The final of the Pune leg of the tournament will be played on January 7.
“Getting players initially was tough. Parents were very reluctant to send their girl child to play with boys,” said Upendra Santosh Yadav, another EL facilitator.
If getting girl players was tough, Upendra found retaining them tougher.
Four of his players, all girls, dropped out from the programme due to “objections from home”.
Aliya too faced the problem of dropping out. The silver lining, she said, was that a girl child who had opted out of the programme because of her parents’ opposition made a comeback.
Expressing satisfaction with the response the tournament got from all stakeholders, EL founder and CEO Ravi Sonnad said the aim of the tourney was to empower girls as well as change the views boys held about their opposite sex. A lack of communication or close interaction with opposite gender often leads to misconceptions and lack of sensitisation towards each other.
“It is also a visually powerful way to demonstrate what equality and diversity mean. Thai allows us to involve parents who then change their views about what their sons and daughters are capable of. By ensuring equitable opportunities and creating a nurturing space where both boys and girls understand and leverage each other’s strengths and play styles, we hope to change behaviours and foster a community that encourages young people to pursue their dreams irrespective of gender,” Sonnad added.
Acknowledging that changing an age-old perception is not easy and surely cannot be achieved through one tournament, Enabling Learning claims to have developed lesson plans, coach training, and teaching methodologies that incorporate gender mainstreaming into every session.
The mixed-gender football tournament under EL-PLAY programme is part of the larger experiential learning the non-profit is trying to promote among underprivileged children through various mediums, including LEGO and music.
Both Aliya and Upendra vouch about succeeding in breaking the mindset-barriers among the children they have been coaching.
“Earlier, I could see they were feeling uncomfortable mixing with the opposite gender.

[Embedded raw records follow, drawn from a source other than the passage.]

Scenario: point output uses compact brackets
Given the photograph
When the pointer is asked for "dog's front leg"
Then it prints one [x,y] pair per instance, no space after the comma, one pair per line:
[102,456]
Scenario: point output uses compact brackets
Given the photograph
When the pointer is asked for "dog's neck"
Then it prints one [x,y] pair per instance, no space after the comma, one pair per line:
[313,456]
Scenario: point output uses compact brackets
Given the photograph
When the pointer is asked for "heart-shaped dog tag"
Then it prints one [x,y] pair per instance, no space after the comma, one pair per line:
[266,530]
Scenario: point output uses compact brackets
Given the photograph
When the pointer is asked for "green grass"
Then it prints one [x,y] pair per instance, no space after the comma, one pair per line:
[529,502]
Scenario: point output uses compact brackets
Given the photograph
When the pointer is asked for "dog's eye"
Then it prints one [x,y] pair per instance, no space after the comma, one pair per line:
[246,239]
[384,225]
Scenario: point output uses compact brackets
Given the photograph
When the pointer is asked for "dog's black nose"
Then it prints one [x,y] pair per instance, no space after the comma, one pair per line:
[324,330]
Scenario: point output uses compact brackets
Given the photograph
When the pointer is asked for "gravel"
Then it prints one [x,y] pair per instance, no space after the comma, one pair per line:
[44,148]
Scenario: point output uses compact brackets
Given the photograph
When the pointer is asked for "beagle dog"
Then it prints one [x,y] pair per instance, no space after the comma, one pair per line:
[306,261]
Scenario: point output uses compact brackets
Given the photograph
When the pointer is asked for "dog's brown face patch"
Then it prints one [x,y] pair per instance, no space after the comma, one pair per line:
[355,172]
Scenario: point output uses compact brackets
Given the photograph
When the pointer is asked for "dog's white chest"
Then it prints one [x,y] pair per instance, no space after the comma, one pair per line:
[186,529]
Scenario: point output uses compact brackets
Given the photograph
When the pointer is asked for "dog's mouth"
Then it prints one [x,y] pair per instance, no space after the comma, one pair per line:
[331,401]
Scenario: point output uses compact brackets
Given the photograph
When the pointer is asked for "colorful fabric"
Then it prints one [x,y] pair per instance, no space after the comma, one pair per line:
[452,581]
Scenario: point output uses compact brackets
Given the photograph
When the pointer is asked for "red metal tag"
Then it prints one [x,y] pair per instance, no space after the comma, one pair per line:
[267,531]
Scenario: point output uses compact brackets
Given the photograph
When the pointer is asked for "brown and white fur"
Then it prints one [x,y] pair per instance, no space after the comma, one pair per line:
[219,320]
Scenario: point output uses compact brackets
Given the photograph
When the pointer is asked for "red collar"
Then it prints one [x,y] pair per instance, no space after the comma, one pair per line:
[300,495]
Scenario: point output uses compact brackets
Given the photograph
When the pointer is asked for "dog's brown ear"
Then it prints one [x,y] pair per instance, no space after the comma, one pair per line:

But after going through our modules of mixed-gender training, they are at least not very shy about connecting with each other. I will not say, they have overcome all the hesitations. But a breakthrough has been made,” she said.
The coaching modules are developed to encourage children to challenge stereotypical perspectives and mindsets through various exercises in the sessions.
“For example, the notion that girls and boys can play equally well in every position on the field, and the idea that either of them can captain the team. Another powerful example is when the students are asked to lead a practice session or a drill, this is always done in pairs of one girl and one boy,” Sonnad explained.
Ankita, a sixth-grade student of Pune’s Ideal English Medium School, who plays as a defender, said she is now totally at ease playing with boys.
Mujahid, another sixth grader and a Ronaldo fan whose father is an electrician and mother a housewife, said he is getting full support from the parents.
“When boys and girls first joined the programme, they were not getting along as a team even in the practice sessions. During water breaks, girls used to huddle together in one group and boys in another. But gradually, things changed. Now, they hardly differentiate among them,” said Upendra.
Even teachers are noticing the change.
Talking about her experience of managing participants in the event, Sathvika, a teacher at Chennai’s Kanamapetta Government School, said, “I teach both the 6th and 8th standard batches, and the difference in their behaviour, especially in their interactions across genders, is noticeable. In the 6th standard, where students participate in mixed-gender games through the PLAY league, there’s a sense of comfort and ease. They seem more genuine and comfortable while interacting with each other, understanding the importance of gender parity while playing, or in the classroom.”